[Lxml-checkins] r50510 - in lxml/trunk: . doc src/lxml src/lxml/tests
scoder at codespeak.net
scoder at codespeak.net
Fri Jan 11 09:51:17 CET 2008
Author: scoder
Date: Fri Jan 11 09:51:17 2008
New Revision: 50510
Modified:
lxml/trunk/ (props changed)
lxml/trunk/CHANGES.txt
lxml/trunk/doc/validation.txt
lxml/trunk/src/lxml/iterparse.pxi
lxml/trunk/src/lxml/parser.pxi
lxml/trunk/src/lxml/tests/common_imports.py
lxml/trunk/src/lxml/tests/test_dtd.py
lxml/trunk/src/lxml/tests/test_xmlschema.py
lxml/trunk/src/lxml/xmlparser.pxd
lxml/trunk/src/lxml/xmlschema.pxd
lxml/trunk/src/lxml/xmlschema.pxi
Log:
r3226 at delle: sbehnel | 2008-01-10 20:28:46 +0100
on-the-fly XML schema validation in the parser
Modified: lxml/trunk/CHANGES.txt
==============================================================================
--- lxml/trunk/CHANGES.txt (original)
+++ lxml/trunk/CHANGES.txt Fri Jan 11 09:51:17 2008
@@ -8,6 +8,8 @@
Features added
--------------
+* Parse-time XML schema validation (``schema`` parser keyword).
+
* XPath string results of the ``text()`` function and attribute
selection make their Element container accessible through a
``getparent()`` method.
Modified: lxml/trunk/doc/validation.txt
==============================================================================
--- lxml/trunk/doc/validation.txt (original)
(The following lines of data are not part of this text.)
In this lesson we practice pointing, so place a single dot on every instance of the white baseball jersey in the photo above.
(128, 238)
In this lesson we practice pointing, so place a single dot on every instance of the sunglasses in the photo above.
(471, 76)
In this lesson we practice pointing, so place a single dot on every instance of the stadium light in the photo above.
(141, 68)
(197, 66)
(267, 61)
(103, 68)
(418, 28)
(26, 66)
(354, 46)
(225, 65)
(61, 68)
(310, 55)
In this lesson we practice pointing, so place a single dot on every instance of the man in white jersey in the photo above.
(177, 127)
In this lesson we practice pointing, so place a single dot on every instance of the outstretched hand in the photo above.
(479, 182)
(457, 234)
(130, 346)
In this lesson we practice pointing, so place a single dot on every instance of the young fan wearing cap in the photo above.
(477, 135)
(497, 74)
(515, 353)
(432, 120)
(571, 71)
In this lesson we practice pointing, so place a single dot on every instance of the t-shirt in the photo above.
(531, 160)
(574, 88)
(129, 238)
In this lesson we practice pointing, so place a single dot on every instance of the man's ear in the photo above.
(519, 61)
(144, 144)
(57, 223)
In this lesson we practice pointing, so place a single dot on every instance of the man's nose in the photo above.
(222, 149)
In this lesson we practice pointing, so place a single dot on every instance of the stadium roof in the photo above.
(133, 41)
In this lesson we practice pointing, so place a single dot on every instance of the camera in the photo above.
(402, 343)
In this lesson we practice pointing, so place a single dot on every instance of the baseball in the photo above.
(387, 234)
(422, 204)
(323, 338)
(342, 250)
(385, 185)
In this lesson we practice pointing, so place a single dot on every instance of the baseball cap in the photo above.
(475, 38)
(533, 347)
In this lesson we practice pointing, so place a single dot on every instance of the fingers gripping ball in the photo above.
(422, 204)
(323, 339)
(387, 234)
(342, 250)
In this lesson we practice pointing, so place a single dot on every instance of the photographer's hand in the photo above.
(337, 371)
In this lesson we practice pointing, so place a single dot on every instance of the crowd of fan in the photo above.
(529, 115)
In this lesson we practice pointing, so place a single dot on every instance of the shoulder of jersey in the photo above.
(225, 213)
+++ lxml/trunk/doc/validation.txt Fri Jan 11 09:51:17 2008
@@ -13,16 +13,17 @@
There is also initial support for Schematron_. However, it does not currently
support error reporting in the validation phase due to insufficiencies in the
-implementation as of libxml2 2.6.29.
+implementation as of libxml2 2.6.30.
.. _Schematron: http://www.ascc.net/xml/schematron
.. contents::
..
- 1 DTD
- 2 RelaxNG
- 3 XMLSchema
- 4 Schematron
+ 1 Validation at parse time
+ 2 DTD
+ 3 RelaxNG
+ 4 XMLSchema
+ 5 Schematron
The usual setup procedure::
@@ -30,20 +31,59 @@
>>> from StringIO import StringIO
+Validation at parse time
+------------------------
+
+The parser in lxml can do on-the-fly validation of a document against
+a DTD or an XML schema. The DTD is retrieved automatically based on
+the DOCTYPE of the parsed document. All you have to do is use a
+parser that has DTD validation enabled::
+
+ >>> parser = etree.XMLParser(dtd_validation=True)
+
+Obviously, a request for validation enables the DTD loading feature.
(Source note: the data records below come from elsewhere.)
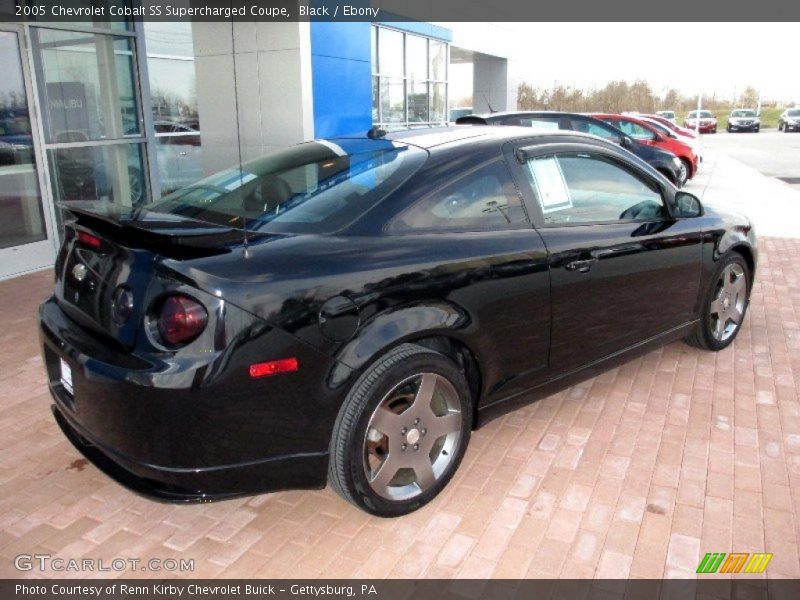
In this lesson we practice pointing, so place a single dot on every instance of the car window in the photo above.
(597, 128)
(578, 188)
(484, 199)
(636, 131)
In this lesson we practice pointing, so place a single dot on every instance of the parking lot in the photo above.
(771, 152)
(638, 472)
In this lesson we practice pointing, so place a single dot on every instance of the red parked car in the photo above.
(708, 121)
(670, 125)
(644, 132)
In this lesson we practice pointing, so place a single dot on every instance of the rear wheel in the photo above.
(724, 306)
(401, 433)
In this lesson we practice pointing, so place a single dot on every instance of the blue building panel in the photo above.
(341, 76)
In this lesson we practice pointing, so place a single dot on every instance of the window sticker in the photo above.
(550, 184)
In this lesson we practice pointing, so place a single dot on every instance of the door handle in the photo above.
(582, 266)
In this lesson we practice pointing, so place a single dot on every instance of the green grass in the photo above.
(769, 117)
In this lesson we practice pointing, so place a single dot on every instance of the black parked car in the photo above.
(665, 162)
(347, 311)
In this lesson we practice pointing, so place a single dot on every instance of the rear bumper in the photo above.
(704, 128)
(194, 485)
(193, 432)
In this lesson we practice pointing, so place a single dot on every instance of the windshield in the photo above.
(316, 187)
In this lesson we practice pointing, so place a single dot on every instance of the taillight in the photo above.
(273, 367)
(89, 239)
(180, 319)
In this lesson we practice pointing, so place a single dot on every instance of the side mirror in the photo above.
(687, 206)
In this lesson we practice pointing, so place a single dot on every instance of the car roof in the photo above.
(517, 113)
(433, 137)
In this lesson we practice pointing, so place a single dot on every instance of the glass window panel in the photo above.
(99, 174)
(393, 100)
(438, 102)
(180, 161)
(416, 57)
(438, 60)
(173, 92)
(417, 102)
(21, 216)
(104, 21)
(89, 85)
(390, 53)
(170, 39)
(376, 99)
+There are two other options that enable loading the DTD, but that do
+not perform any validation. The first is the ``load_dtd`` keyword
+option, which simply loads the DTD into the parser and makes it
+available to the document as external subset. You can retrieve the
+DTD from the parsed document using the ``docinfo`` property of the
+result ElementTree object. The internal subset is available as
+``internalDTD``, the external subset is provided as ``externalDTD``.
+
+The third way way to activate DTD loading is with the
+``attribute_defaults`` option, which loads the DTD and weaves
+attribute default values into the document. Again, no validation is
+performed unless explicitly requested.
+
+XML schema is supported in a similar way, but requires an explicit
+schema to be provided::
+
+ >>> schema_root = etree.XML('''\
+ ... <xsd:schema xmlns:xsd="http://www.w3.org/2001/XMLSchema">
+ ... <xsd:element name="a" type="xsd:integer"/>
+ ... </xsd:schema>
+ ... ''')
+ >>> schema = etree.XMLSchema(schema_root)
+
+ >>> parser = etree.XMLParser(schema = schema)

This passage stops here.